What is the frame size i guess is whats really important here…
Anamorphic means the image is actually 4:3 and stretches out to 16:9. So a circle would be shot and look tall and oval – when stretched out to wide-screen it will look like a circle again.
The pixel size is what is dictating the aspect ratio on export. They need to match properly.
If you are going out to DivX, make sure you set the pixel shape to a native 16:9 square pixel aspect ratio. Like 1024×576 or 720×405 at sq. aspect.
I don’t make DivX clips so I don’t know the best settings to go with…
– Jon -
Matjusm
December 9, 2007 at 10:06 amI’ve given up exporting Divx from Premiere since no matter what I do, the video looks extremely artifacty and pixellated to the point that it actually hinders comprehension of what is going on.
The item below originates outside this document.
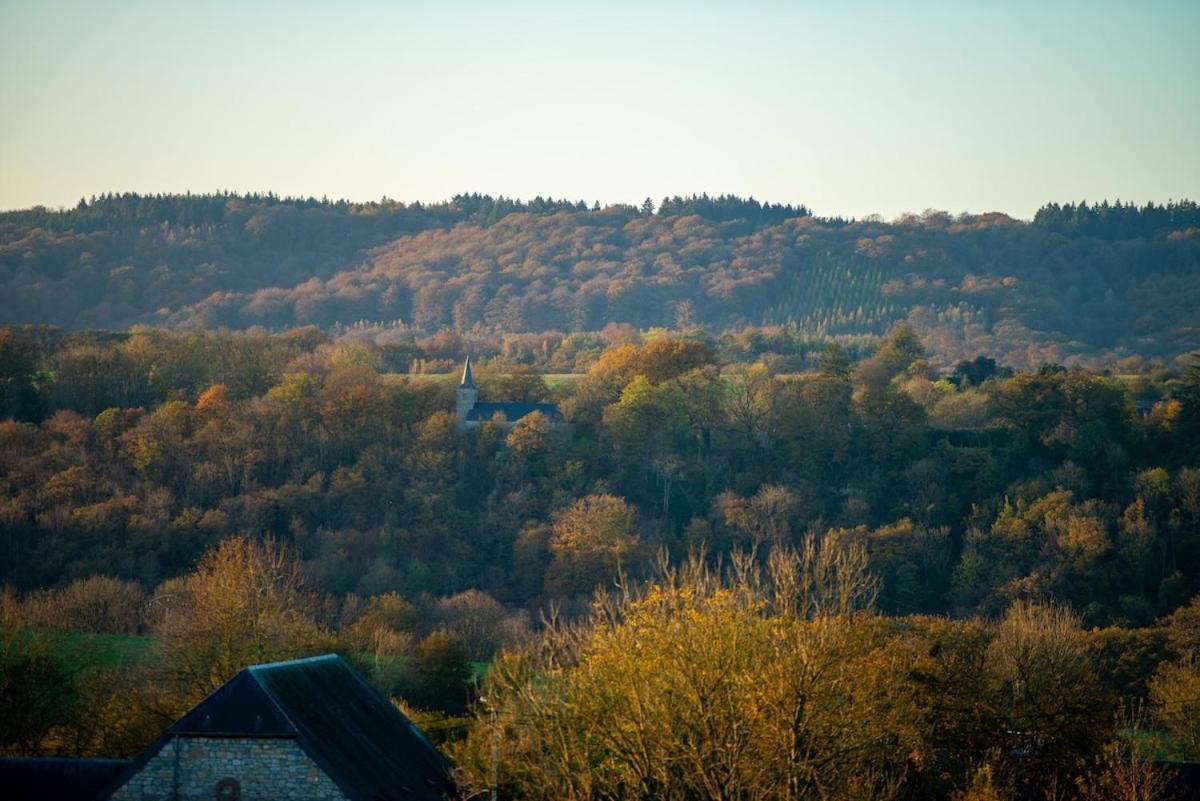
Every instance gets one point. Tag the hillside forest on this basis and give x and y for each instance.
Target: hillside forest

Xvid would have worked just as fine but every time I tried rendering to that, Premiere just crashed and not once but on multiple occasions. Then I tried MPEG4 and that also produced quite a bit of artifacting and ghostly trails behind moving objects. Then I finally tried exporting to .avi without any codec and that worked (then I converted to Divx with Sony Vegas). There is no way on earth this can be considered a normal workflow but it seems that Premiere’s exporting options just plain suck.
The reason I’m using these formats is that I need something that’ll play back on a DVD player. -
Mike Velte
December 9, 2007 at 11:50 am[matjusm] “The reason I’m using these formats is that I need something that’ll play back on a DVD player.”
Premiere has never been able to export Divx well.
If your footage from DV tape was shot in the Widescreen mode, open it in a Widescreen project and then export as Mpeg 2 DVD Widescreen. Most DVD players will interpret the footage as widescreen automatically, some will require making a manual setting using the remote.